Lily Programming Language - alg0rith
https://github.com/jesserayadkins/lily
======
chriswarbo
Looks very nice! The templating and server support makes Lily look like a nice
"next step" for PHP developers/shops/projects. PHP's "installed everywhere"
feature is pretty hard to beat, especially for host-it-yourself projects like
Wordpress. I could see such a language catching on for custom, in-house
development though; for example to implement microservices.

It's nice to see that there's a trend for such small, (relatively) simple
languages to include nice features like first-class functions, convenient
lambda notation, sum types, type inference, etc. A few years ago it seemed
most new languages were just nitpicking over syntax, without bringing much to
the table. I'm glad to see we're leaving the local minimum of "class-based OO
with slight different static method mechanism"!

------
alkonaut
Love it.

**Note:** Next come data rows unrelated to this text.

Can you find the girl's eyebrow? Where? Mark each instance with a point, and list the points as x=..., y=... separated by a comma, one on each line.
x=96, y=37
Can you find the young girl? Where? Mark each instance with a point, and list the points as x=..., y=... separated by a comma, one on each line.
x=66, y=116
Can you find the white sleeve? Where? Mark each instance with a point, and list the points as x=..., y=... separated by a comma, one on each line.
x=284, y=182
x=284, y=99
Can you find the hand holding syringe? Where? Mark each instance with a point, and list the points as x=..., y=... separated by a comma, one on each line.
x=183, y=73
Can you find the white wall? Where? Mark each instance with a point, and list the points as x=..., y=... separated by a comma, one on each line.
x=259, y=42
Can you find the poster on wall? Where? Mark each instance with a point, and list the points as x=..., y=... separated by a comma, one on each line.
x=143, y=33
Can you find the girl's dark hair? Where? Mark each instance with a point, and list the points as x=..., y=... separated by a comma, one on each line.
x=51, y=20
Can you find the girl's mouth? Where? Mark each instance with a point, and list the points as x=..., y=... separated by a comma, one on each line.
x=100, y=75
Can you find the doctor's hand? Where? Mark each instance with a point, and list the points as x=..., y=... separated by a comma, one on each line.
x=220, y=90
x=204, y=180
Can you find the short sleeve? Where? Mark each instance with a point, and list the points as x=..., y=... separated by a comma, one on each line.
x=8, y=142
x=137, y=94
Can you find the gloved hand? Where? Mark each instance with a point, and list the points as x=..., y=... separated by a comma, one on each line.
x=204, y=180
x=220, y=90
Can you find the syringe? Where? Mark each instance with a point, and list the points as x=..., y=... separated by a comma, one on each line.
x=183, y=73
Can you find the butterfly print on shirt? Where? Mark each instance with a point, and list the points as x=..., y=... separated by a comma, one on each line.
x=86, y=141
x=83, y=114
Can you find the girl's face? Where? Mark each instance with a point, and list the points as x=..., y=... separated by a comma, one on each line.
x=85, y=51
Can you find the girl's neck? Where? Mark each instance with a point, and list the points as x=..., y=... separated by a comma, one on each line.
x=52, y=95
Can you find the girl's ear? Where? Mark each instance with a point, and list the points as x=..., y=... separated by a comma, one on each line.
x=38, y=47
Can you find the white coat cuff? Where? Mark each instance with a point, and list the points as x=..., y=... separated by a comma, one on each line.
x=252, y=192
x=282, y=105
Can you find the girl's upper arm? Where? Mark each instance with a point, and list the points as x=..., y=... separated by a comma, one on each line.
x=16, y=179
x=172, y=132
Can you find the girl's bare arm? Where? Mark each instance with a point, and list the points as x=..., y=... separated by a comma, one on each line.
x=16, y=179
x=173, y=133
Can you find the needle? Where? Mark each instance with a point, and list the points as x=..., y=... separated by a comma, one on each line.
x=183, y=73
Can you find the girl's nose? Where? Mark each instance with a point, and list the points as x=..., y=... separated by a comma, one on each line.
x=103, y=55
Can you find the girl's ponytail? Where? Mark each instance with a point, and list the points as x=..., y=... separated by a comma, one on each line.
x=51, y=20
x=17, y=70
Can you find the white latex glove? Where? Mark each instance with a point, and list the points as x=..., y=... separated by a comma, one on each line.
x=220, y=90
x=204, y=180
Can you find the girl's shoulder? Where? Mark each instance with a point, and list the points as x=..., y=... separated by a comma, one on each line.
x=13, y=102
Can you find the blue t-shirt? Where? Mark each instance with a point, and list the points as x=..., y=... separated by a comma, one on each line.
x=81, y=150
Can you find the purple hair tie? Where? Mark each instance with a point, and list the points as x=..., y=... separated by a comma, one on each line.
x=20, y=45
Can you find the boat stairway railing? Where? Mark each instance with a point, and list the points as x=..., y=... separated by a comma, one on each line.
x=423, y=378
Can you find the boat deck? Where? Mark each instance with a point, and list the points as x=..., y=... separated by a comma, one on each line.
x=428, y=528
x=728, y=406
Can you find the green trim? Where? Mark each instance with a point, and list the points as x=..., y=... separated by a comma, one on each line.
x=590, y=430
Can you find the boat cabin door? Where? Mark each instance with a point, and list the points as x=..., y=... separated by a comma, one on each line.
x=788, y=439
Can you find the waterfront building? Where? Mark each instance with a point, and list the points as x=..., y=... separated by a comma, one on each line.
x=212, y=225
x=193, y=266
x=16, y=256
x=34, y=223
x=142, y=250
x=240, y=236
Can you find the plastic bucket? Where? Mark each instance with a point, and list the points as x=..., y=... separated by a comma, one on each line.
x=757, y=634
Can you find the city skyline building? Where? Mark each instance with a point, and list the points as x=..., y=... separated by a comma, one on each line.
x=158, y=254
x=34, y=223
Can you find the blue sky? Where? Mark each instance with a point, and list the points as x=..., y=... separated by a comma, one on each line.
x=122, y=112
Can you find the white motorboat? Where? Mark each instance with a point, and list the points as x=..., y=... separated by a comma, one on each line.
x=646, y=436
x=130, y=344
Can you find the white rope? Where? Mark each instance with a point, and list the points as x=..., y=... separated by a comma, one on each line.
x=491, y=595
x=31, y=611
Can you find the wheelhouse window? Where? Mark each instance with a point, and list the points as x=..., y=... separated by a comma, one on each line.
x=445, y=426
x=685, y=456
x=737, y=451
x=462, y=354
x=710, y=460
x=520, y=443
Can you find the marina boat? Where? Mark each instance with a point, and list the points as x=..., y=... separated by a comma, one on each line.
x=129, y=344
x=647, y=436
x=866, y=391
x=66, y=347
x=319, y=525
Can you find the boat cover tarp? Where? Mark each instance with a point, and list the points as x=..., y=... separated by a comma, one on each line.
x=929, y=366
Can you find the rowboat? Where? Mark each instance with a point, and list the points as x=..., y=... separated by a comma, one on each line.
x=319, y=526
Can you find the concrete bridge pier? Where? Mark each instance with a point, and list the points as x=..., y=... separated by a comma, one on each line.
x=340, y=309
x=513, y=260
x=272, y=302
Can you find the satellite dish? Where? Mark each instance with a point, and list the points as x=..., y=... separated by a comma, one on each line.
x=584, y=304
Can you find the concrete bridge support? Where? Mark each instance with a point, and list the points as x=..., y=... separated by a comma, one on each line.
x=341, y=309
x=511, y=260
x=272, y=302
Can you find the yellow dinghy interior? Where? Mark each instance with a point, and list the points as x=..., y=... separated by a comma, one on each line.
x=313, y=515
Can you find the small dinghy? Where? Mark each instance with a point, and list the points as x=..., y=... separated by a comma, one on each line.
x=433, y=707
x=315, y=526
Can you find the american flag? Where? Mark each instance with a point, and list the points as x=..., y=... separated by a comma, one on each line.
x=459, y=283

It's like someone used C# a lot and got fed up with how much cermony
goes into making a simple sum type and exhaustive handling of the variants.

A pet peeve of mine is the sloppyness by which .NET allocates things like
iterators etc. I'd very much like to see zero-cost abstractions in a new
language, so that there is no surprise differences between various ways of
iterating over collections. I read it only quickly but couldn't find anything
related to how enumeration/iteration works under the hood.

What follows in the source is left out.